Furthermore, there is always the danger when transporting such containers on a supporting element that cylindrical or largely cylindrical articles, such as cans, bottles or containers, assume a nesting position due to vibration, impact, etc., ie slip into the gap of the adjacent row , In order to prevent this, a very high tension must be applied to the strapping in known containers.

DE 10 2006 037 105 A1, on the other hand, deals with a method for assembling bottle packs, in which a rotary star is provided on both sides of a web, which pushes bottle necks in brackets on flat carriers. The bottle package is still covered with a band or wrapping (foil).

[0009] According to DE 23 31 193, an adhesive is applied to containers in narrow areas or rows, wherein adjacent areas which are not provided with adhesive are intended to enable gripping of the package for the purpose of carrying. At the splice the containers stick together. EP 2 096 039 A1 also discloses to provide containers with an adhesive, but in addition also a shrink film is arranged around the bottle package.

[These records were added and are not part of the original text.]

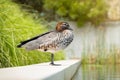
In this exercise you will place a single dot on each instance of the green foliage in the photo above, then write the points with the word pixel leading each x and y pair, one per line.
pixel 17 25
pixel 81 11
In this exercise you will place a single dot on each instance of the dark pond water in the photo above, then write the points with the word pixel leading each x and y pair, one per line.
pixel 98 72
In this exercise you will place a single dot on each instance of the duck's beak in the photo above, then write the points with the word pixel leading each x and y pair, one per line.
pixel 70 28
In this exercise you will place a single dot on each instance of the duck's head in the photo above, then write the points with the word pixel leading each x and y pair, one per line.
pixel 61 26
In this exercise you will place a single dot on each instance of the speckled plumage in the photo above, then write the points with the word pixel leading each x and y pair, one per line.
pixel 51 41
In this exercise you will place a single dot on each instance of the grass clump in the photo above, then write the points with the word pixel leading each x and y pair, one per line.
pixel 15 26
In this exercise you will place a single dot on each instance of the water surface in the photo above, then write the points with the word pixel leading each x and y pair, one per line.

From EP 2 500 296 A1 is a device and a method for grouping piece goods along a conveyor line. By means of one-piece elements engaging in the flow, gaps between successive piece goods are formed. The one-piece elements are in their feed movement and / or speed individually controlled because of the gearless direct drives used along the trajectory. The one-piece elements emerge from below the movement path, divert a number of containers from the container stream, initially stop the container flow so that a gap is created with the separated containers. The dividing elements then accelerate and submerge again below the level of the movement path. In this respect, EP 2 500 296 A1 actually combines only the one-piece technique known before its registration or priority date with one-piece fingers, which are arranged on revolving bars, with a drive system which is formed by gearless direct drives.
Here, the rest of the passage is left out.